Day 1 - June 07
Poster Competition: Procedure-Aware Pretraining for Instructional Video Understanding
Instructional videos depict humans demonstrating how to perform multi-step tasks such as cooking, repairing, etc. Building good video representations from instructional videos is challenging due to the small amount of video annotations available. This makes extracting the procedural knowledge such as the identity of the task (e.g., ‘make latte’), its steps (e.g., ‘pour milk’) challenging. Our insight is that instructions for procedures depict sequences of steps that repeat between instances of the same or different tasks, and that this structure can be well represented by a Procedural Knowledge Graph, where nodes are discrete steps and edges connect steps that occur sequentially in the instructional activities.

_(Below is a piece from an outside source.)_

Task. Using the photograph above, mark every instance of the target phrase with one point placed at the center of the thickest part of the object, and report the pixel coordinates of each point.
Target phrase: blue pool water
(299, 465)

This graph can then be used to generate pseudo labels to train a video representation that encodes the procedural knowledge in a more accessible form to generalize to multiple procedure understanding tasks. We call this Procedural Knowledge Graph based pre-training method and the resulting model Paprika, Procedure-Aware PRe-training for Instructional Knowledge Acquisition. We evaluate Paprika on COIN and CrossTask for procedure understanding tasks such as task recognition, step recognition, and step forecasting. Paprika yields a video representation that improves over the state of the art: up to 11.23% gains in accuracy in 12 evaluation settings.